Turkey will not work with Israel on energy projects until the situation in the Gaza Strip has been resolved, Turkish Energy Minister Taner Yildiz said on Tuesday.
Yildiz spokes to reporters before attending the “Mediterranean Energy Perspectives – Turkey Report” in Ankara.
“For energy projects to proceed, the human tragedy in Gaza will have to be stopped and Israel will have to instate a permanent peace there with all elements,” Yildiz said, according to a report from Reuters.
“It is out of question to proceed on any energy project unless a permanent peace is established, with contribution from all sides and with necessary conditions,” he continued. “A human tragedy unfolded (in Gaza), it is all too easily forgotten.”
The recent discovery of two large gas fields in the Mediterranean has transformed Israel into an energy exporter, and the country has been looking for regional partners to purchase the resource.
Last week Israel signed a deal to supply Jordan with $15 billion worth of natural gas from its Leviathan energy field over 15 years.
Despite reports of a rapprochement over the spring, ties between Israel and Turkey chilled again over the summer as Jerusalem waged a 50-day military campaign against Hamas in the Gaza Strip.
A watchdog report released last week, though, showed Ankara was still selling jet fuel to Israel, a charge Yildiz vehemently denied, according to Turkish Radio and Television.

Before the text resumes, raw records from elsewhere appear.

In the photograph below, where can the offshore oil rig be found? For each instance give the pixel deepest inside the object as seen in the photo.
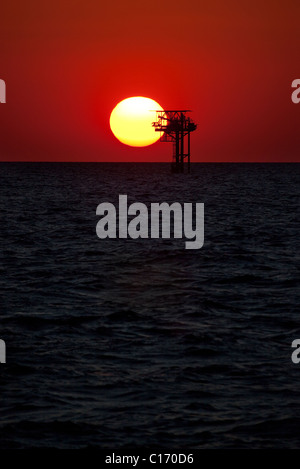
(175, 126)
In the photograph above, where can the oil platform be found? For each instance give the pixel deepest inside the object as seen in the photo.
(175, 126)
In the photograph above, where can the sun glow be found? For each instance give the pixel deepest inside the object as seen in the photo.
(131, 121)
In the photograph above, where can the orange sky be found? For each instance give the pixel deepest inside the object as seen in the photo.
(68, 63)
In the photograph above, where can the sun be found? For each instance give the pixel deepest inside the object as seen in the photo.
(131, 121)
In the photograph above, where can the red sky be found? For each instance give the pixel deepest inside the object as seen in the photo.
(66, 65)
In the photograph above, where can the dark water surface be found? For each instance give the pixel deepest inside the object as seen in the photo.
(141, 343)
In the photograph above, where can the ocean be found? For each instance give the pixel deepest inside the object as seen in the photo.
(141, 343)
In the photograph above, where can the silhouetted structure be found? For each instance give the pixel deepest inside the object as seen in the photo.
(176, 125)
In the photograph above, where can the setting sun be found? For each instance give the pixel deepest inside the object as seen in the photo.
(131, 121)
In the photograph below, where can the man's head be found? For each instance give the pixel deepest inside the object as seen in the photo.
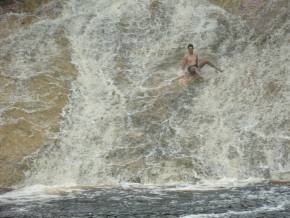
(190, 48)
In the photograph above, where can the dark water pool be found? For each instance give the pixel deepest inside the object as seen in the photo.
(259, 200)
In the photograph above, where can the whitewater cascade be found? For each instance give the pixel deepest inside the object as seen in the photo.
(128, 120)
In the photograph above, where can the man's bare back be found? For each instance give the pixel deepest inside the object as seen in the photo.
(191, 62)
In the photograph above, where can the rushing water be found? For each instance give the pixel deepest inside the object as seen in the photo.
(129, 121)
(259, 200)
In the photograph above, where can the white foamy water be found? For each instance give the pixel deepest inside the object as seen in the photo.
(128, 121)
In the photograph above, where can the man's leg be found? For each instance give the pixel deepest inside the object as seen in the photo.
(207, 62)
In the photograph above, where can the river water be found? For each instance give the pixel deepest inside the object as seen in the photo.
(133, 200)
(133, 141)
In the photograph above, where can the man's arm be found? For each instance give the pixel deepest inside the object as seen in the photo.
(184, 62)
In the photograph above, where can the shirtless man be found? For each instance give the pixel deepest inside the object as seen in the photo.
(193, 65)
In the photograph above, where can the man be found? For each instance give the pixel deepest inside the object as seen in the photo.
(193, 65)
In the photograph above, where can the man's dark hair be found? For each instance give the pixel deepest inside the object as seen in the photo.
(190, 46)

“Turkey is a country grounded in law,” he said. “I have said many times that Turkey has not exported jet fuel to Israel. All calculations are out in the open, we do not hide anything. There has not been any exportation.”

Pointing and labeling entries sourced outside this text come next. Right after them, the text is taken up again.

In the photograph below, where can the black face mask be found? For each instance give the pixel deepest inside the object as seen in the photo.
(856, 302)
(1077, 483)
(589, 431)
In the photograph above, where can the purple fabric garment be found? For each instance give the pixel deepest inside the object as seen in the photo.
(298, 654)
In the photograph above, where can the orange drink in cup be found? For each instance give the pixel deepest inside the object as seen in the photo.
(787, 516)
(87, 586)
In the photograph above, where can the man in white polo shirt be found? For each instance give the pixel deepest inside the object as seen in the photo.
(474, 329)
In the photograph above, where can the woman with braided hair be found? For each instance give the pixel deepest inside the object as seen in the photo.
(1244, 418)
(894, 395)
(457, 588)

“These allegations are speculation carried out by ill-minded people. If they spent as much time searching for local energy resources as they do on speculations, they would be more productive citizens for their country.”

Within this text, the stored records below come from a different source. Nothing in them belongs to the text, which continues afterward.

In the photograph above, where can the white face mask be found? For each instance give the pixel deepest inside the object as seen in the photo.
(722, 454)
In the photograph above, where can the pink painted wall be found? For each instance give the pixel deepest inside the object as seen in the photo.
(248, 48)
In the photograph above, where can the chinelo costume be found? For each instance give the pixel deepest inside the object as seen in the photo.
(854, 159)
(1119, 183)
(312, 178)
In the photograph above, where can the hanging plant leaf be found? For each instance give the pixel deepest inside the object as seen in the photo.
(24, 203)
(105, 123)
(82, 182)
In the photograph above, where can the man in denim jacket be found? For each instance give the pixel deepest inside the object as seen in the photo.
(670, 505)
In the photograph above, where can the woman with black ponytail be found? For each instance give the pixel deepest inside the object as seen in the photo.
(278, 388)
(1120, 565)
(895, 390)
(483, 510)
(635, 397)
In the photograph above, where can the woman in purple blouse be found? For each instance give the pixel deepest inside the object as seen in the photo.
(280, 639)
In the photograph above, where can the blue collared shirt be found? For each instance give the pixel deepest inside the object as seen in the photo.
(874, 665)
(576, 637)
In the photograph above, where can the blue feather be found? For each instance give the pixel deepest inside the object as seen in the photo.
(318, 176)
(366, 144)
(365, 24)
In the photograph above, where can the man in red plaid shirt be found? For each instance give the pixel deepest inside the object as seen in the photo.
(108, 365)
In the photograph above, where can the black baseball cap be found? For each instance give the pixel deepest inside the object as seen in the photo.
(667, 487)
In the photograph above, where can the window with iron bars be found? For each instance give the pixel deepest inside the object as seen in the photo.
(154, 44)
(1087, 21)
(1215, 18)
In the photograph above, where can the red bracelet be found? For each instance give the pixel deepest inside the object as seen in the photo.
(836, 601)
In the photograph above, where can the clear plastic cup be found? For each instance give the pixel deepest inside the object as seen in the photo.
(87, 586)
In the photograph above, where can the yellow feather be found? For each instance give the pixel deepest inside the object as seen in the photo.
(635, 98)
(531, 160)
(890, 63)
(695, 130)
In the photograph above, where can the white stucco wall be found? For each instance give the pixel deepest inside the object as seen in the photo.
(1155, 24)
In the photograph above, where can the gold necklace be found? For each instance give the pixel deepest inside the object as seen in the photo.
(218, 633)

Turkey’s Energy Market Regulatory Agency said on September 3 that some 1,500 tons of jet fuel was sold to Israel in June alone.
Ties between Israel and Turkey, already chilly, became further frayed during the recent conflict in Gaza. Turkish President Recep Tayyip Erdogan, who was prime minister at the time, accused Israel of “genocide in Gaza and “barbarism that surpasses Hitler.”